In the present work, we show that tamoxifen(Tam)-induced cytotoxicity is due to the mitochondrial-dependent pathway triggered by the intracellular $Ca^{2+}$ increase in MCF-7 human breast cancer cells. Tam induced the intracellular $Ca^{2+}$ increase. According to the experimental results with $Ca^{2+}$ channel blockers, Tam-induced $Ca^{2+}$ uptake seemed to depend on the voltage-sensitive $Ca^{2+}$ channel at the early stage, but at later stages the intracellular $Ca^{2+}$ increases are more likely due partly to the release of stored $Ca^{2+}$ and partly to the capacitative $Ca^{2+}$ or other entry pathways. Tam-induced $Ca^{2+}$ increase led to the release of cytochrome c from mitochondria into the cytosol and the change of mitochondrial membrane potential.
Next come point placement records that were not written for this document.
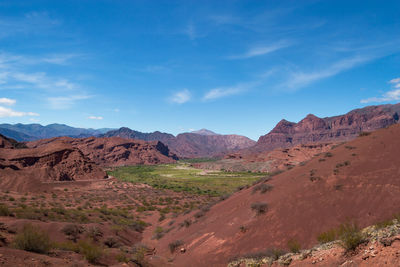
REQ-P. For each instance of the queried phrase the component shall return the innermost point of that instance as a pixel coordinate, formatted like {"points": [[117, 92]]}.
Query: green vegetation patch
{"points": [[181, 177]]}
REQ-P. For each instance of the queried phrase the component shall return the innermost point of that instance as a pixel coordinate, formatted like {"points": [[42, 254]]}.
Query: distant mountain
{"points": [[29, 132], [312, 129], [204, 132], [190, 145]]}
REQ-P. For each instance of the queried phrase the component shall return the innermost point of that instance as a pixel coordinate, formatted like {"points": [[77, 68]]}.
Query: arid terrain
{"points": [[116, 201]]}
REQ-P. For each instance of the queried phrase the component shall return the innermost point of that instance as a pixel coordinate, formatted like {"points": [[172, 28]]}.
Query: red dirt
{"points": [[331, 129], [27, 168], [116, 151], [354, 182]]}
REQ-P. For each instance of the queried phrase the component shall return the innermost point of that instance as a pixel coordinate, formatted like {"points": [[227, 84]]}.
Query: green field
{"points": [[181, 177]]}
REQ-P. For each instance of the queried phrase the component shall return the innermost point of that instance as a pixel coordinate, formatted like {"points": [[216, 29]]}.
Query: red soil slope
{"points": [[26, 168], [358, 181], [115, 151]]}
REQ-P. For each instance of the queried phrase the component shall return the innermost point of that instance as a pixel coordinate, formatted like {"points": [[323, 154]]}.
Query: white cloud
{"points": [[261, 50], [7, 101], [300, 79], [7, 112], [227, 91], [65, 102], [181, 97], [393, 95], [95, 117]]}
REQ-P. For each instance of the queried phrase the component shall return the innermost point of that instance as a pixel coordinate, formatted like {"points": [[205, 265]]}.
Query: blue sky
{"points": [[228, 66]]}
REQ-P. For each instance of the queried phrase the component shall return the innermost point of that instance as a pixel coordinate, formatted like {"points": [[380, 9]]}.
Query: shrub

In MCF-7 cells, caspase-7 plays a key role in the downstream of apoptosis because caspase-3 is absent. In the cells treated with Tam, caspase-7 cleavage was increased almost two-fold. There was no marked alteration in the level of anti-apoptotic Bcl-2 protein; however, the cells showed increased expression of pro-apoptotic Bax protein more than two-fold in response to Tam. These results imply that the apoptotic signaling pathway activated by Tam is likely to be mediated via the mitochondrial-dependent pathway.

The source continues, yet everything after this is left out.